Product Liability

Breast cancer indication for Avastin still a ‘no’

Breast cancer survivors pleaded to a Food and Drug Administration (FDA) panel of experts earlier this week to keep the breast cancer indication for the drug Avastin (bevacizumab). Avastin is used for the treatment of colon, kidney, brain and lung cancers. Late last year, the FDA voted to remove the breast cancer indication from the drug because it did not prove safe and effective in studies among patients with breast cancer.

The FDA’s recommendation is based on the results of four clinical studies of Avastin in women with breast cancer. The FDA found that the data from those studies indicated that Avastain does not prolong overall survival in breast cancer patients or provide a sufficient benefit in slowing the disease progression to outweigh the significant risk to patients.

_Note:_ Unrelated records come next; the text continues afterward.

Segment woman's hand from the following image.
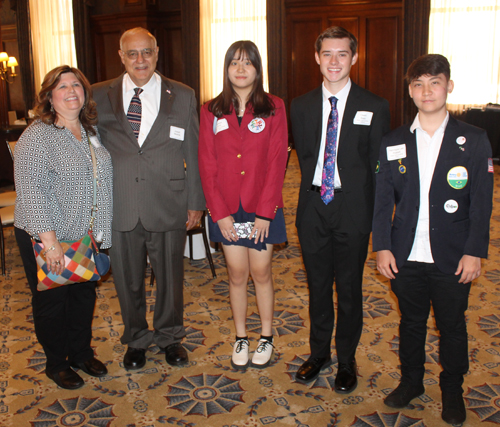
[38,231,65,275]
[217,215,238,242]
[250,218,271,244]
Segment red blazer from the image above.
[198,95,288,222]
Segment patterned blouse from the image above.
[14,120,113,249]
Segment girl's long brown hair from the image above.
[208,40,275,118]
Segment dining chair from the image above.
[0,206,14,276]
[149,212,217,286]
[5,141,17,161]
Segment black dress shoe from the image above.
[441,392,467,425]
[71,357,108,377]
[295,357,332,384]
[335,360,358,394]
[45,368,85,390]
[123,347,146,371]
[163,342,188,366]
[384,382,425,409]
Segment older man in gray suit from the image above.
[93,28,205,369]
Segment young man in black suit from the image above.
[291,27,390,393]
[373,54,493,424]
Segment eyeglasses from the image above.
[125,49,155,59]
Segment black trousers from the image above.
[391,261,471,393]
[14,228,96,373]
[297,191,370,363]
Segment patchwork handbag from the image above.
[33,231,100,291]
[32,142,110,291]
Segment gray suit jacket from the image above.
[92,75,205,232]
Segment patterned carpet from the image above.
[0,153,500,427]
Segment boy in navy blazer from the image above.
[373,54,493,424]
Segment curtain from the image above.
[429,0,500,112]
[29,0,77,92]
[200,0,268,104]
[10,0,36,118]
[403,0,431,123]
[72,0,95,83]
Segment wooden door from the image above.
[286,0,403,128]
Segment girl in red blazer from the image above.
[198,40,288,369]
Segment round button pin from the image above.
[447,166,467,190]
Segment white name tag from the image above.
[387,144,406,161]
[170,126,185,141]
[89,135,101,148]
[215,119,229,135]
[353,111,373,126]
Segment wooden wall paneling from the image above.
[364,16,403,128]
[324,16,364,87]
[0,25,23,118]
[287,16,323,107]
[266,0,288,105]
[91,11,183,81]
[285,0,403,127]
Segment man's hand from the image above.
[455,255,481,283]
[377,250,399,279]
[186,210,203,230]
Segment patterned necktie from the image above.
[127,87,144,139]
[321,96,339,205]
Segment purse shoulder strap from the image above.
[87,135,97,234]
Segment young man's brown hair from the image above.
[314,27,358,56]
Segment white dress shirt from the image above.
[312,79,351,188]
[408,112,450,263]
[122,73,161,147]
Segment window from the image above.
[429,0,500,111]
[200,0,268,104]
[29,0,77,92]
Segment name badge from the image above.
[170,126,185,141]
[89,135,101,148]
[353,111,373,126]
[215,119,229,135]
[387,144,406,161]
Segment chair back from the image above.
[5,141,17,161]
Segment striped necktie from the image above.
[127,87,144,139]
[321,96,339,205]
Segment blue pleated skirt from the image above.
[208,203,287,251]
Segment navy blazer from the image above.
[372,116,493,274]
[290,82,390,233]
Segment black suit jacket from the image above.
[372,117,493,274]
[290,83,390,233]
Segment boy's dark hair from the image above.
[314,27,358,56]
[405,53,450,84]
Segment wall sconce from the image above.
[0,52,19,84]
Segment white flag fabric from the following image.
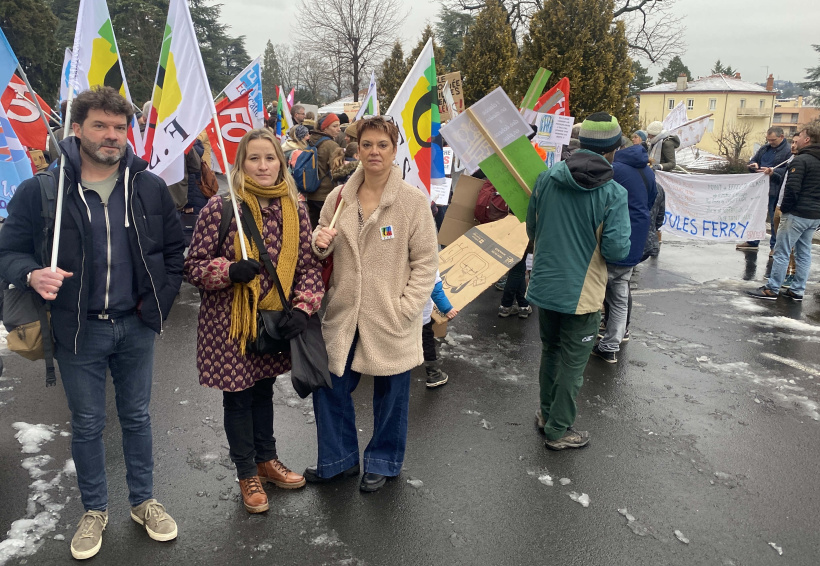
[145,0,216,184]
[655,171,769,242]
[353,72,379,122]
[224,55,265,128]
[70,0,143,154]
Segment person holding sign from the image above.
[185,129,324,513]
[305,116,438,492]
[527,112,631,450]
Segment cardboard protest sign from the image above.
[438,174,484,246]
[441,87,547,222]
[655,171,769,242]
[433,216,528,322]
[436,71,464,122]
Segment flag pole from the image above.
[17,61,63,158]
[208,112,248,259]
[51,90,74,273]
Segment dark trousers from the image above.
[222,377,277,480]
[501,255,530,307]
[421,320,438,362]
[538,308,601,440]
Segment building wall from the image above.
[639,91,775,157]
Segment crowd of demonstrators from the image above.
[735,127,791,257]
[646,121,680,171]
[305,117,438,491]
[185,130,324,513]
[0,87,184,559]
[748,124,820,301]
[592,138,658,364]
[527,112,631,450]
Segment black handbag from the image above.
[242,202,293,356]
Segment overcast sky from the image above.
[220,0,820,86]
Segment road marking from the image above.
[760,352,820,377]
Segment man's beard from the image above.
[80,138,125,165]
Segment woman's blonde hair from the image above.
[231,128,299,207]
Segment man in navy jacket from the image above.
[0,87,184,560]
[592,138,658,364]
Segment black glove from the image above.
[279,309,308,340]
[228,259,262,283]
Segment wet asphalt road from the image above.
[0,235,820,566]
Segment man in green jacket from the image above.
[527,112,631,450]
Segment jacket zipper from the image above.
[131,171,163,336]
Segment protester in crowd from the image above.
[632,130,649,152]
[0,87,184,560]
[592,138,658,364]
[527,112,630,450]
[646,121,680,171]
[305,117,438,491]
[290,104,306,126]
[185,129,324,513]
[307,113,355,226]
[748,122,820,302]
[769,133,800,289]
[421,271,458,389]
[735,127,791,257]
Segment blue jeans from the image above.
[767,214,820,295]
[501,260,530,308]
[746,193,780,249]
[54,314,156,511]
[313,335,410,478]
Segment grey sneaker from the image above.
[131,499,177,542]
[544,427,589,450]
[71,511,108,560]
[498,303,521,318]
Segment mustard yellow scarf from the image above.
[229,175,299,354]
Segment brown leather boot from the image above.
[239,476,270,513]
[256,460,305,489]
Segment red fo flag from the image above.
[0,75,51,151]
[206,91,253,172]
[534,77,570,116]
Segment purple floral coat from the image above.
[184,196,325,391]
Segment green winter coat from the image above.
[527,149,631,314]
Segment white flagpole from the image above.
[213,112,248,259]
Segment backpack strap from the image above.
[216,195,233,253]
[36,171,57,387]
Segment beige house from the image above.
[638,73,777,157]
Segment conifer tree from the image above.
[513,0,635,131]
[378,41,409,113]
[456,0,516,106]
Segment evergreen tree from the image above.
[405,24,445,75]
[262,39,282,103]
[456,0,516,106]
[0,0,63,103]
[435,4,474,72]
[658,55,692,84]
[378,41,410,113]
[629,59,652,96]
[712,59,735,75]
[514,0,635,131]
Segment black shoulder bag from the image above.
[242,202,293,356]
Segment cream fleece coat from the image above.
[313,166,438,382]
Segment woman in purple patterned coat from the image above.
[185,130,324,513]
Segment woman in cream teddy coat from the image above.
[305,117,438,491]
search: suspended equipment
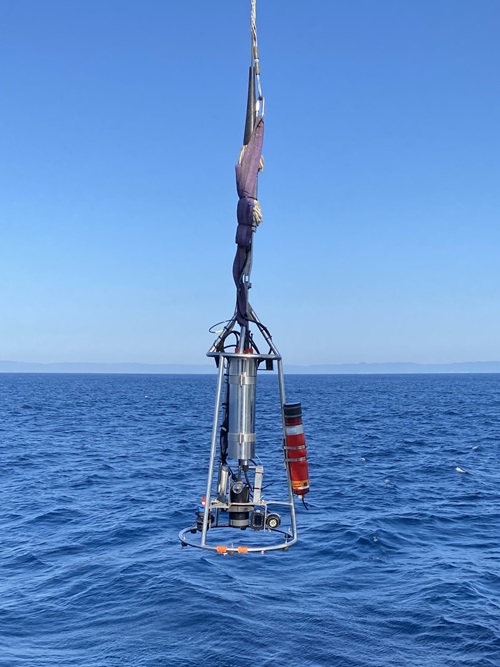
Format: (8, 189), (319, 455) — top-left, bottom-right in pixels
(179, 0), (309, 554)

In fact, the data showed that patients who took the drug didn’t live longer than patients who did not take the drug. Furthermore, patients taking Avastin also experienced a significant increase in serious side effects that included severe high blood pressure; bleeding and hemorrhage; the development of perforations in the body; and heart attack or heart failure.

But 66-year-old breast cancer survivor Patricia Howard would beg to differ. “I never thought that in the United States, I would have to beg for a drug that is keeping me and many others alive,” she told the FDA panel. “Please approve Avastin treatment for my disease.” Howard was diagnosed five years ago with advanced breast cancer. She has been taking Avastin and was recently declared cancer-free by her doctors.

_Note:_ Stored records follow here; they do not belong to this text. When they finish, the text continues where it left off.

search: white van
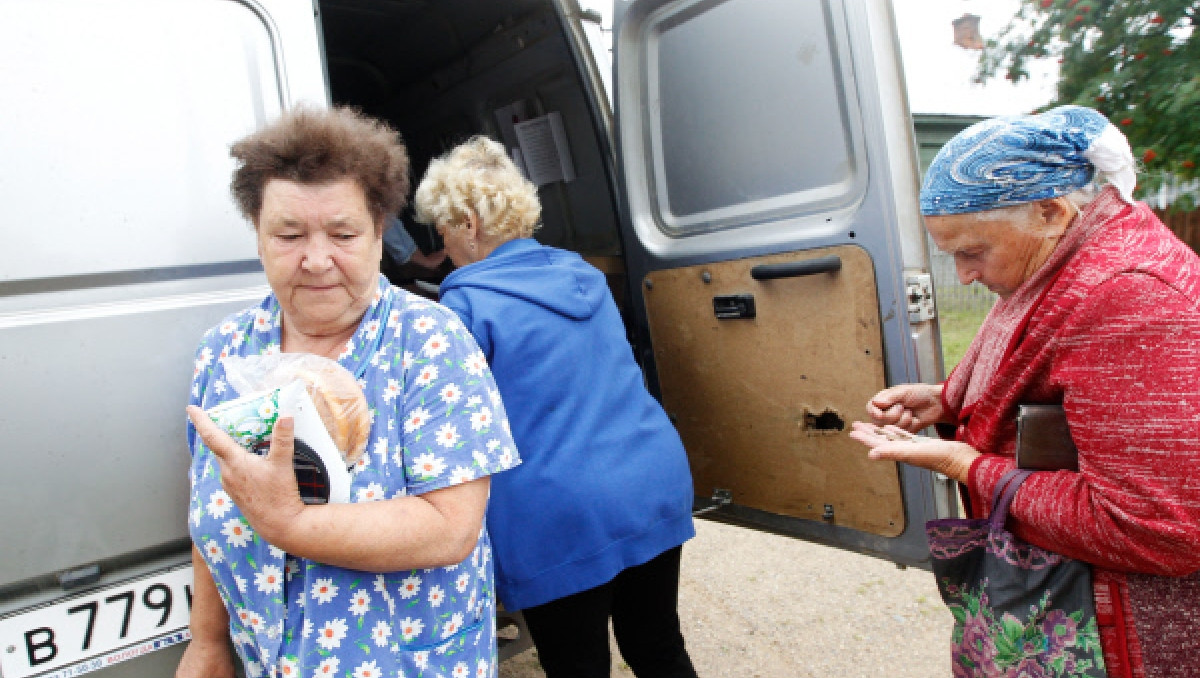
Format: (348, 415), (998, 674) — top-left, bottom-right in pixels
(0, 0), (953, 678)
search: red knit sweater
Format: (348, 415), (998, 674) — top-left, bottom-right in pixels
(956, 198), (1200, 678)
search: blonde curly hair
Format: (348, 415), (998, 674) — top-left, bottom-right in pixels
(413, 137), (541, 242)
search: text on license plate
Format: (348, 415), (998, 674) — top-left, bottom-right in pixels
(0, 568), (192, 678)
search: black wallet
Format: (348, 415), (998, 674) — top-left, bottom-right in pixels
(1016, 404), (1079, 470)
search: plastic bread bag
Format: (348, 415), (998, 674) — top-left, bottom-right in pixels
(221, 353), (371, 466)
(208, 354), (371, 504)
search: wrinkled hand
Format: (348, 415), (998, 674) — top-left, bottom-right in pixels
(850, 421), (979, 482)
(866, 384), (946, 433)
(187, 406), (305, 544)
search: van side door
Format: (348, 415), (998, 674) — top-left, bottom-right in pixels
(613, 0), (950, 565)
(0, 0), (328, 678)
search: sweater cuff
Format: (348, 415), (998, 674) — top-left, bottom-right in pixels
(967, 455), (1015, 518)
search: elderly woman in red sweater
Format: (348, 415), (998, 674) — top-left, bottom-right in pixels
(851, 107), (1200, 678)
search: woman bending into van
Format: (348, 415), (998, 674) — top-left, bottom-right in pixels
(852, 107), (1200, 678)
(176, 109), (520, 678)
(415, 137), (696, 678)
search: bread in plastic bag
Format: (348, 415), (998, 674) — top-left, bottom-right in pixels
(206, 353), (371, 504)
(222, 353), (371, 466)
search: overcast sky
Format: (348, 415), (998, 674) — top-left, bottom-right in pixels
(580, 0), (1057, 115)
(893, 0), (1057, 115)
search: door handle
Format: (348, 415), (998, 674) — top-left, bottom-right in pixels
(750, 254), (841, 280)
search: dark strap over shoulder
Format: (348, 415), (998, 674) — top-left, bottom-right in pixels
(988, 468), (1033, 532)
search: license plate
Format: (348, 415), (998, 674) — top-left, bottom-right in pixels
(0, 566), (192, 678)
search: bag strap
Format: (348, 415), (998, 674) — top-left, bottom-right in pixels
(988, 468), (1033, 532)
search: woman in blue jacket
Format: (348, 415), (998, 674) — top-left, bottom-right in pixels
(415, 137), (696, 678)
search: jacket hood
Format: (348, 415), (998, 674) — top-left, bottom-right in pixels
(442, 238), (608, 320)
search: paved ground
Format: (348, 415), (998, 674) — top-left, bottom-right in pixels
(500, 521), (952, 678)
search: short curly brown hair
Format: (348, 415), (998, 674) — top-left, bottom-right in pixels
(229, 107), (409, 232)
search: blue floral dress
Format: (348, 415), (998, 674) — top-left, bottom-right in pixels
(188, 276), (520, 678)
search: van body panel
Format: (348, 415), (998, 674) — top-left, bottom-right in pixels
(614, 0), (938, 564)
(643, 245), (905, 536)
(0, 0), (325, 597)
(0, 0), (944, 677)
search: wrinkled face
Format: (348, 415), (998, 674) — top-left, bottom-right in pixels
(925, 206), (1066, 299)
(256, 179), (383, 336)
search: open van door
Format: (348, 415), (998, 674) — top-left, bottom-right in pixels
(613, 0), (955, 565)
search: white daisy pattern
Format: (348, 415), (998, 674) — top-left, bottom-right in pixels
(221, 517), (254, 548)
(312, 578), (337, 604)
(404, 407), (433, 433)
(254, 565), (283, 593)
(438, 422), (458, 448)
(187, 282), (520, 678)
(421, 332), (450, 358)
(317, 618), (346, 650)
(204, 539), (224, 564)
(371, 619), (391, 647)
(413, 452), (446, 479)
(350, 588), (371, 617)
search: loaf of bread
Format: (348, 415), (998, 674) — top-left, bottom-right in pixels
(294, 360), (371, 466)
(221, 353), (371, 466)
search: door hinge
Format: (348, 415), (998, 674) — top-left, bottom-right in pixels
(904, 274), (936, 323)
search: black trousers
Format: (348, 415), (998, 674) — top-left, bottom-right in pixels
(521, 546), (696, 678)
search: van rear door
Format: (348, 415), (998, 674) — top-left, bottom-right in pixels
(613, 0), (950, 565)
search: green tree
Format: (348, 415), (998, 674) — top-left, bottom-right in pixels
(979, 0), (1200, 206)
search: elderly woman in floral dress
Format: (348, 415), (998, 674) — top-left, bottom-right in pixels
(176, 109), (520, 678)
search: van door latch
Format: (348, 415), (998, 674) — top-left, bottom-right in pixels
(713, 294), (755, 320)
(904, 274), (935, 323)
(691, 487), (733, 516)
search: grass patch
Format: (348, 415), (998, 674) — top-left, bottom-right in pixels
(938, 304), (988, 374)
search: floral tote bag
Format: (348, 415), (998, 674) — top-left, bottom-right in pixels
(925, 469), (1105, 678)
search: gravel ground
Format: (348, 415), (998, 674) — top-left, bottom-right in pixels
(500, 521), (952, 678)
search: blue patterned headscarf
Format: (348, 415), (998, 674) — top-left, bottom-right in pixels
(920, 106), (1136, 215)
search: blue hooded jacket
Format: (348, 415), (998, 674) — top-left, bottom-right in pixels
(442, 239), (695, 610)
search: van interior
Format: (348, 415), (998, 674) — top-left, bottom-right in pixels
(319, 0), (625, 303)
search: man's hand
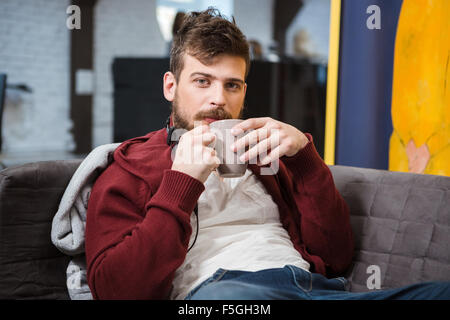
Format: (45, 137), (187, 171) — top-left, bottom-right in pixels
(231, 118), (308, 165)
(171, 125), (220, 183)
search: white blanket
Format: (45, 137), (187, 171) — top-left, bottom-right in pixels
(51, 143), (120, 300)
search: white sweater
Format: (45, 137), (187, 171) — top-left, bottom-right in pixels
(171, 169), (310, 299)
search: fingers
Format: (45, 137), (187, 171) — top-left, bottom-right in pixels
(231, 117), (272, 136)
(239, 132), (281, 163)
(231, 128), (269, 152)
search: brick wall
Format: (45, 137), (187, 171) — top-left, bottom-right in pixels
(0, 0), (74, 152)
(93, 0), (167, 146)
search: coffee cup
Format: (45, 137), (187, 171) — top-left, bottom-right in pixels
(209, 119), (247, 178)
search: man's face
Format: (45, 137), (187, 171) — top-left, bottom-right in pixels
(164, 54), (247, 130)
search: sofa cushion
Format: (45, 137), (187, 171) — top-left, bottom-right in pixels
(0, 160), (81, 299)
(330, 166), (450, 291)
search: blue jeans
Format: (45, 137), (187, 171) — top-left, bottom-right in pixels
(186, 265), (450, 300)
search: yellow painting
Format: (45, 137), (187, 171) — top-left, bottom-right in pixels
(389, 0), (450, 176)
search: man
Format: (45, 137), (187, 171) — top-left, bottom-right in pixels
(86, 10), (448, 299)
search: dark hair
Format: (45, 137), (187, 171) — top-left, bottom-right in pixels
(170, 7), (250, 81)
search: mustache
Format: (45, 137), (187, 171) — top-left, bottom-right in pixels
(194, 108), (233, 121)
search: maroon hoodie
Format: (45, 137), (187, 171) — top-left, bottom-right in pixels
(85, 129), (353, 299)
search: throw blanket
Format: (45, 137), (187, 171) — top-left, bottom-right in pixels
(51, 143), (120, 300)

Following the two-day public hearing in which both supporters of the FDA action to remove the breast cancer indication for Avastin and those wanting it to stay had their say, the panel voted to support the action to revoke the breast cancer indication for the drug.

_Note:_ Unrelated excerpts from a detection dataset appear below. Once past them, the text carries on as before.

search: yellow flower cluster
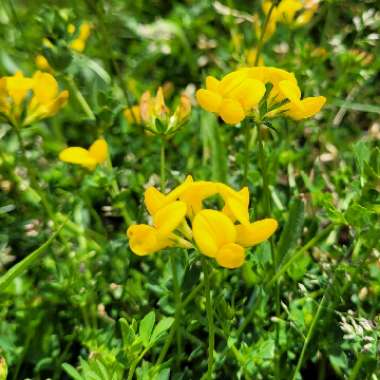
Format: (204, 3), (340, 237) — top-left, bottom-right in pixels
(255, 0), (319, 41)
(0, 71), (69, 126)
(59, 139), (108, 170)
(127, 176), (277, 269)
(196, 66), (326, 124)
(124, 87), (191, 135)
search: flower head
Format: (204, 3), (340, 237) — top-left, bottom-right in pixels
(59, 139), (108, 170)
(123, 87), (191, 135)
(196, 66), (326, 124)
(0, 71), (69, 126)
(127, 176), (277, 269)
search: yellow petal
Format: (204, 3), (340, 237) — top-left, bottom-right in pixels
(193, 210), (236, 257)
(33, 71), (58, 103)
(278, 80), (301, 103)
(285, 96), (326, 120)
(144, 186), (166, 215)
(59, 147), (97, 169)
(88, 139), (108, 164)
(127, 224), (170, 256)
(6, 71), (33, 106)
(195, 89), (222, 112)
(215, 243), (245, 269)
(230, 78), (266, 111)
(153, 201), (186, 236)
(219, 69), (247, 97)
(206, 75), (220, 92)
(219, 99), (245, 124)
(70, 38), (86, 53)
(235, 218), (278, 247)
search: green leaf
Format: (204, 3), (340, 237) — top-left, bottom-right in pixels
(139, 310), (156, 347)
(277, 198), (305, 259)
(0, 222), (65, 293)
(62, 363), (84, 380)
(150, 317), (174, 343)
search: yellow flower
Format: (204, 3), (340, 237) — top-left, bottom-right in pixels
(59, 139), (108, 170)
(23, 71), (69, 125)
(262, 0), (319, 27)
(193, 209), (277, 269)
(127, 176), (277, 269)
(196, 66), (326, 124)
(196, 70), (265, 124)
(137, 87), (191, 135)
(0, 71), (69, 126)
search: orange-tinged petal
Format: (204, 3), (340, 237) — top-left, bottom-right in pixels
(153, 201), (187, 237)
(88, 139), (108, 164)
(195, 88), (222, 112)
(285, 96), (326, 120)
(235, 218), (278, 247)
(59, 147), (97, 169)
(219, 99), (245, 124)
(215, 243), (245, 269)
(219, 69), (247, 97)
(230, 78), (266, 111)
(127, 224), (170, 256)
(144, 186), (166, 215)
(33, 71), (58, 103)
(206, 75), (220, 92)
(192, 209), (236, 257)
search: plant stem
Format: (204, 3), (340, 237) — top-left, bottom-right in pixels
(160, 136), (166, 192)
(170, 255), (182, 367)
(12, 124), (55, 222)
(255, 1), (276, 66)
(65, 76), (96, 121)
(202, 257), (215, 380)
(243, 120), (251, 186)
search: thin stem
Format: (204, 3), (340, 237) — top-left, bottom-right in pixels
(160, 137), (166, 191)
(243, 120), (251, 186)
(13, 124), (55, 222)
(66, 76), (96, 121)
(202, 257), (215, 380)
(156, 273), (214, 365)
(170, 255), (182, 367)
(255, 1), (277, 66)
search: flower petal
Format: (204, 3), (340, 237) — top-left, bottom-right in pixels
(59, 147), (97, 169)
(219, 99), (245, 124)
(88, 139), (108, 164)
(144, 186), (166, 215)
(215, 243), (245, 269)
(206, 75), (220, 92)
(285, 96), (326, 120)
(235, 218), (278, 247)
(127, 224), (170, 256)
(153, 201), (187, 236)
(195, 89), (222, 112)
(193, 209), (236, 257)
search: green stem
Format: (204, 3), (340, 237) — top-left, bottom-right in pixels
(170, 255), (182, 367)
(0, 222), (65, 293)
(66, 76), (96, 121)
(13, 124), (55, 222)
(202, 257), (215, 380)
(243, 120), (251, 186)
(160, 137), (166, 192)
(255, 1), (276, 66)
(348, 353), (364, 380)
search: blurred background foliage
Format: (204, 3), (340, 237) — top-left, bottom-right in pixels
(0, 0), (380, 380)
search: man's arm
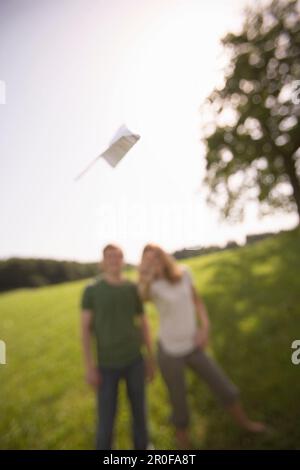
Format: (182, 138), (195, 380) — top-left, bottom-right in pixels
(141, 313), (155, 381)
(81, 309), (101, 389)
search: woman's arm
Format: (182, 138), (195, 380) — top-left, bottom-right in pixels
(192, 285), (210, 348)
(138, 264), (153, 301)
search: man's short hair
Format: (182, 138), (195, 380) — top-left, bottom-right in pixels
(102, 243), (123, 256)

Since the drug will still be on the market, doctors can still prescribe it for indications that are not listed on the safety label. However, many insurance companies would likely refuse to pay the near-$90,000 for a treatment not approved by the FDA. In January, Palmetto GBA, a large Medicare provider, said it was taking steps to no longer cover Avastin as a breast cancer treatment.

The fight is not over, however. Public comments will be accepted until July 28. The final decision on the drug’s fate is in the hands of FDA commissioner Dr. Margaret Hamburg. There is no date as to when Dr. Hamburg will make that decision.